The new hardware-rooted security has mattered more than ever given that traditional security strategies have focused heavily on software controls such as endpoint protection platforms, operating system hardening, and network monitoring.

Although these layers remain essential, they cannot fully protect a device if attackers can directly access the hardware, which informs the growing interest in hardware-rooted security – systems designed with protection built in from the silicon up.

The TPM is cryptographically bound to the device itself, meaning it cannot simply be moved into another device and tricked into revealing encryption keys.
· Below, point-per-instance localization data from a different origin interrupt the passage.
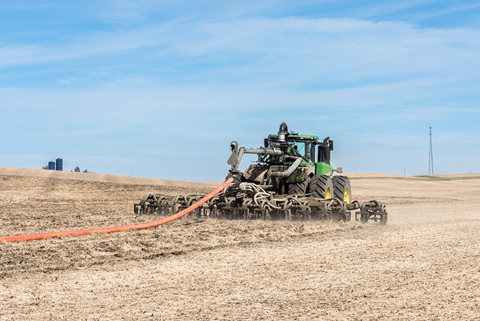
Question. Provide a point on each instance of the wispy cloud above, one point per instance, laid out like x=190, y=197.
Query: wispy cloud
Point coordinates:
x=143, y=80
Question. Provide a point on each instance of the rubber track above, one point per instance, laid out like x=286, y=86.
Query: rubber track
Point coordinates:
x=165, y=220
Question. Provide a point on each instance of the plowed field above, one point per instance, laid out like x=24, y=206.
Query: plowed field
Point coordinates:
x=423, y=265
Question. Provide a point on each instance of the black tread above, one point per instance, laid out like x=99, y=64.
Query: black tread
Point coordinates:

This closes a long-standing industry security gap while avoiding additional complexity for IT teams.

The laptop which is the centre of everything done at the organisation, holding most important work—from confidential documents and messages to credentials and sensitive data about customers and employees has become an increasingly attractive target for attackers.

At the same time, the value of these devices to attackers is increasing. Modern laptops are processing more sensitive information locally than ever before. The rapid adoption of AI-powered applications is accelerating this shift, as tools that analyze documents, images, and voice recordings expand the amount of sensitive data handled directly on endpoints.

A compromised laptop may also contain cached credentials, locally stored corporate data, or authenticated access to internal applications. Attackers can use this foothold to extract sensitive information or move deeper into enterprise networks.

The need for enhanced security has become stronger out of recognition that BitLocker disk encryption, which most organisations rely on and deploy to ensure that data on lost or stolen laptops remain protected, can indeed be bypassed if an attacker has physical access to a device.

One example is a technique known as ‘TPM bus snooping’ which allows attackers to intercept communications between the device’s TPM, a specialized security chip responsible for several critical security functions. It securely stores cryptographic keys, supports authentication mechanisms, and enables secure boot processes.

In its default configuration, the TPM releases the disk decryption key during system startup once the device verifies that the boot environment is trusted. This default TPM-only configuration of BitLocker is attractive for ease of deployment, meaning many devices automatically unlock the encrypted drive during boot without requiring additional authentication.

Importantly, this isn’t a vulnerability that can simply be patched through software updates. The issue lies in how hardware components communicate during startup. Once an attacker has physical access to the device, they are operating outside many of the assumptions that software protections rely on.

For organizations, this creates an uncomfortable compliance question as to whether standard BitLocker can still be treated as a sufficient mitigating control when deciding if the loss of a device containing PII must be reported to national data protection authorities.